- Born: John Scheda 13 September 1981 Placerville, California, U.S.
- Died: 1 April 2008 (aged 26) La Paz, Bolivia
- Other names: Claudio Lestad, Lestat Claudius de Orleans y Montevideo, John Scheda
- Motive: Unknown
- Criminal penalty: 30 years' imprisonment without the possibility of parole

Details
- Date: 22 March 2006
- Killed: 2
- Injured: 7

= Triston Jay Amero =

American murderer (1982–2008)

Triston Jay Amero (13 September 1981 – 1 April 2008), also known as Lestat Claudius de Orleans y Montevideo, which he eventually changed to his legal name, was an American who was found guilty of the hotel bombings that killed two people and wounded seven others in La Paz, Bolivia, on March 22, 2006. The bombings damaged two low-rent hotels. A third bombing was stopped.

== Biography ==
Amero, who also went by the name John Scheda, was born in Placerville, California, as the son of a California woman and a Saudi Arabian man.

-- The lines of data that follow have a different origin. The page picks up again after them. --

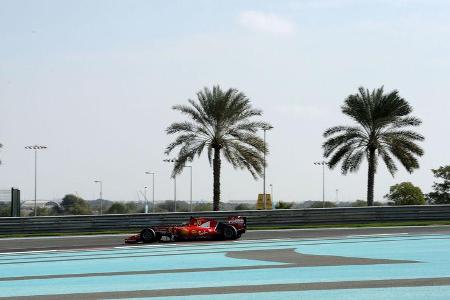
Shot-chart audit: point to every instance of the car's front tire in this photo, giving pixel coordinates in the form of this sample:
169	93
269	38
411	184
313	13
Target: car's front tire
230	233
148	235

He had reportedly been hospitalized for psychiatric treatment and had been in juvenile prison several times, beginning at age seven. He had wandered around Latin America for some years before settling in the Bolivian city of Potosí in 2004. In posts from Colombia to his blog, he repeatedly described himself as a loner, a "political refugee" and "the Superman of Loosers" [sic] whose strongest desire was to distance himself from the United States. He had previously been convicted of terrorism in Argentina and had sent a letter bomb to a judge in Uruguay in May 2005.

== Bombings ==
On 22 March 2006, Amero set off bombs at two independent hotels in Linares and Rioshino, two different locations in La Paz, the capital of Bolivia. He also plotted to place a bomb at the Consulate of Chile, but was arrested before this could happen.

Although the Bolivian police were unsure of the motive for the bombings that led to Amero's arrest, President Evo Morales declared: "This American was putting bombs in hotels ... The U.S. government fights terrorism, and they send us terrorists", he said. Morales denounced the bombings as an attack on Bolivia's democracy. He called it "typical of terrorist crime." This caused a brief cooling of U.S.-Bolivian relations. Police described him as a "psychopath" who aimed to kill upwards of 200 people.

Deputy Interior Minister Rafael Puente told Radio Fides: "The possible motives behind these attacks are incomprehensible. There don't seem to be any concrete objectives other than causing deaths."

== Aftermath ==
Amero, 24, and his Uruguayan girlfriend, Alda Ribeiro Costa, 45, who was pregnant at the time, were arrested by police in a hotel in the slum of El Alto. They were ordered held in "preventive detention" pending trial by Judge Williams Davila, who said he would evaluate Amero's request for a psychiatric evaluation as well as the pregnant Ribeiro's request for a medical exam. After being formally charged with murder, they were held in a maximum security prison near La Paz. While there, Amero attempted to stab his lawyer and had gasoline hidden in his cell, with plans to set fire to a prison official and a U.S. diplomat. Amero was sentenced to 30 years in prison without the possibility of parole on January 23, 2008. At the age of 26, Amero died in a hospital on April 1, 2008, after complaining of stomach pains while imprisoned at the San Pedro de Chonchocoro Penitentiary Center in La Paz.